Elang tertawa kecil melihat Vivian mendekatkan tubuhnya, mendongak dan menatapnya dengan ekspresi meminta. "Kirain kamu serius kangen sama Arga! Dia cerita kalau kamu …."
Wajah Vivian memucat, "Bang Arga cerita apa, Kak?"
Arrgghh … Vivian terlalu semangat untuk membuat Elang cemburu hingga menggoda Arga sebagai umpan, dan tidak hanya dilakukan satu kali. Saat sarapan bersama di kamar Arga beberapa waktu lalu, Vivian bertingkah seperti perempuan yang sedang tertarik dengan pesona Arga. Menggodanya dengan sedikit kenakalan kata.
Kedua, saat Vivian mengantarkan makanan untuk Elang dan pemuda itu tidak ada, Vivian memberikan makanan itu pada Arga dengan bonus beberapa ciuman. Memang hanya di pipi, dengan tujuan memancing Arga agar merespon balik dan bisa diajak ini itu untuk memanasi Elang.
Sayangnya kedua usaha itu gagal total. Arga dingin-dingin saja menanggapi sikap gatalnya. Bahkan cenderung menertawakan keagresifannya.
Elang semakin terkekeh menyadari Vivian panik dan pias, "Dia bilang makanan yang kamu bawa enak-enak, nggak nolak kalau misal dikasih lagi! Maklum anak kost!"
"Cuma cerita itu, yang lain apalagi?" Vivian mengerjap tak percaya. Makanan yang dimaksud Arga enak semoga bukan dirinya.
"Udah nggak usah dibahas," kata Elang santai. Tangannya merangkul bahu Vivian agar ikut duduk di depan televisi. "Kamu serius nggak mau makan? Ada nasi kok di bawah, masakan sederhana ala anak kost. Ayo makan dibawah!"
"Diet, Kak El!" Vivin menggeleng ringan lalu menyandarkan kepalanya di bahu Elang, "Kamu sahabatan dekat sama Bang Arga ya, Kak?"
Elang menoleh, mengambil dagu Vivian dan memberinya kecupan singkat. "Ya, kami berteman baik, bisa dibilang bersaudara. Dalam keluarga mapala ada hal-hal yang tidak dilakukan untuk menjaga hubungan sehat dua orang sahabat agar tetap terjaga. Salah satunya umum disebut dengan 'tidak makan tulang kawan'."
Vivian tercekat, kalimat Elang memberikan jawaban dari pertanyaannya mengenai sikap Arga padanya. "Maksudnya gimana itu, Kak?"
Elang memperhatikan Vivian yang hanya berjarak satu jengkal dari wajahnya, "Maksudnya … selama aku belum mengumumkan kalau status kamu ada di zona hijau, Arga atau siapapun yang tergabung dalam satu organisasi, tidak akan mau mendekati kamu atau kamu dekati."
"Oh jadi selama aku masih jalan sama kamu, aku nggak mungkin berhasil menggoda Arga?" tanya Vivian keceplosan. Wajahnya semakin runyam karena merasa ketauan.

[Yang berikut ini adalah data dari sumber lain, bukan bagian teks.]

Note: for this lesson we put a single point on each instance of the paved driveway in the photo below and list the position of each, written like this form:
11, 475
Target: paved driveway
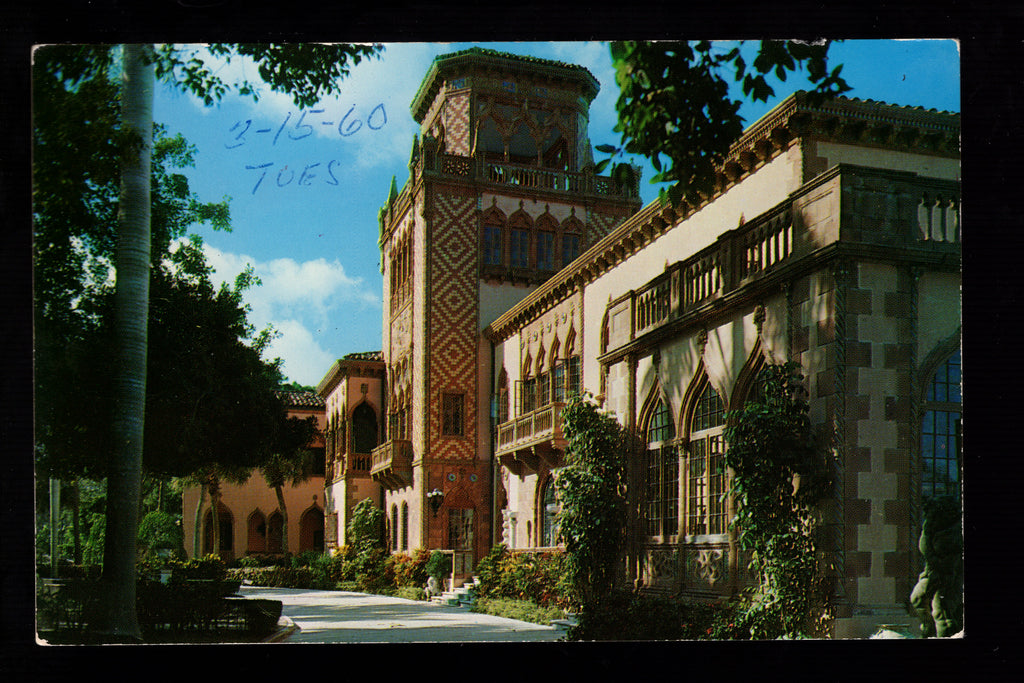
338, 616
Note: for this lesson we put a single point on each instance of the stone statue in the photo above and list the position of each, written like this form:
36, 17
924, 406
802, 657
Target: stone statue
938, 597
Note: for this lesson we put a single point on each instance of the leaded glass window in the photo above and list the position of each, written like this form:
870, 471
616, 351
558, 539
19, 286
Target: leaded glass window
707, 512
940, 431
572, 382
520, 248
543, 389
663, 474
570, 248
545, 250
558, 383
549, 511
492, 245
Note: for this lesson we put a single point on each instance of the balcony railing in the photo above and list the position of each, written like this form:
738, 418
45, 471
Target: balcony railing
392, 464
853, 205
536, 434
531, 176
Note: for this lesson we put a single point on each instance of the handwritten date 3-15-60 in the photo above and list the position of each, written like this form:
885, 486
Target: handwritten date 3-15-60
322, 171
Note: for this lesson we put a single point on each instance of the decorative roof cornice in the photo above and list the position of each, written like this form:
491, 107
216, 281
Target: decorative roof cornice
306, 399
340, 369
480, 56
842, 119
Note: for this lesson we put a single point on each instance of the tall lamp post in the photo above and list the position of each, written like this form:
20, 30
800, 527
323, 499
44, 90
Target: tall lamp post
435, 498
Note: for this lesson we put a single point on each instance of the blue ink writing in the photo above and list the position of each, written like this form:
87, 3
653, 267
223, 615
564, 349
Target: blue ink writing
312, 173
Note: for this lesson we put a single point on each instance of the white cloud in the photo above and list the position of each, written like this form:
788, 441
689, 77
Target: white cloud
304, 360
299, 299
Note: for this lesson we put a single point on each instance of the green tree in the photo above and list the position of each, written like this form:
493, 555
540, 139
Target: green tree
292, 463
674, 103
591, 489
306, 72
778, 476
366, 526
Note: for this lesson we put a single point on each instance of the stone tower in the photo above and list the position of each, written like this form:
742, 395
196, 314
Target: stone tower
501, 196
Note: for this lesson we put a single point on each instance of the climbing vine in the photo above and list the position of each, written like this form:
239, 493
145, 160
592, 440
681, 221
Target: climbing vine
591, 489
778, 475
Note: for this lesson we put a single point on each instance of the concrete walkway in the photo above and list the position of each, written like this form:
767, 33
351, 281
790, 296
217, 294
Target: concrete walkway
338, 616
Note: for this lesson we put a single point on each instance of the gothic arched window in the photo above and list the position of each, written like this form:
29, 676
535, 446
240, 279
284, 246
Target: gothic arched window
549, 514
940, 431
662, 500
364, 428
707, 480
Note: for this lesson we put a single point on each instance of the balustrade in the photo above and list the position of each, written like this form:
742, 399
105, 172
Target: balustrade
530, 176
391, 463
544, 424
741, 256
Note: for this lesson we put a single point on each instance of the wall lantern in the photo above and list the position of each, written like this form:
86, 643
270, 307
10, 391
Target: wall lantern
435, 498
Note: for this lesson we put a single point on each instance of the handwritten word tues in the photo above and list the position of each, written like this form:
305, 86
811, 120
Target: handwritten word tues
304, 174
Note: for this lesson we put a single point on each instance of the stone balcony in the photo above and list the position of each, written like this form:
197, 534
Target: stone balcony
392, 464
849, 210
527, 439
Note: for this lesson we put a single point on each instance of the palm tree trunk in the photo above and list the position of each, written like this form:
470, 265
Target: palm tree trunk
75, 501
119, 622
284, 518
215, 517
198, 527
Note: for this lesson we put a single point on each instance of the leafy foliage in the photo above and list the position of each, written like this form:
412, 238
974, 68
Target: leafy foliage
593, 505
160, 529
438, 565
778, 476
306, 71
523, 610
674, 101
938, 595
366, 526
539, 578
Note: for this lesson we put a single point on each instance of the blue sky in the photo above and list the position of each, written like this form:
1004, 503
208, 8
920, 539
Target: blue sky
305, 186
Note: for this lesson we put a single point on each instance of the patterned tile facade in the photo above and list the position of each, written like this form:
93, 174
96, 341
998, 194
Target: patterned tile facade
452, 318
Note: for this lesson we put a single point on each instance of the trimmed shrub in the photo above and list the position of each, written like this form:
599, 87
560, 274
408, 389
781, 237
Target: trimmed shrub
523, 610
411, 593
536, 577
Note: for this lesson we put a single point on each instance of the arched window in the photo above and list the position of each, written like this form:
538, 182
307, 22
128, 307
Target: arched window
571, 240
549, 514
274, 532
543, 380
404, 525
520, 227
311, 529
940, 431
256, 536
706, 482
489, 140
662, 499
527, 388
557, 376
394, 526
364, 428
546, 229
522, 147
225, 524
503, 397
493, 238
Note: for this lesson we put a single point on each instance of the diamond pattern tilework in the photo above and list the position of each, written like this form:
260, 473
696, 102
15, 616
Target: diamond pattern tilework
457, 125
453, 312
598, 225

"Ya, bisa dibilang begitu. Tapi kalau kamu memang mau sama Arga ya nggak masalah juga, Vi. Santai aja sama aku!"
Ditinggalkan pacar itu sudah biasa bagi Elang. Bukan sesuatu yang menakutkan atau membuatnya sakit hati. Elang menanggapi hal seperti itu dengan mencari lagi yang baru. Tidak sulit, toh hubungan yang terjalin selama ini hanya berdasar suka dan sayang. Jauh dari kata cinta.
Vivian mendekatkan tubuhnya lebih rapat, tangannya merangkul leher Elang agar kembali menciumnya "Vivi sayangnya sama Kak Elang! Vivi dekat-dekat Bang Arga cuma mau bikin kamu cemburu!"
Mendengar ungkapan Vivian, Elang teringat Nindya. Perempuan keras kepala itu sedikit pun tidak mau mengakui perasaannya. Tidak seperti Vivian dan semua mantan pacarnya yang dengan mudah mengatakan suka, sayang dan cinta padanya.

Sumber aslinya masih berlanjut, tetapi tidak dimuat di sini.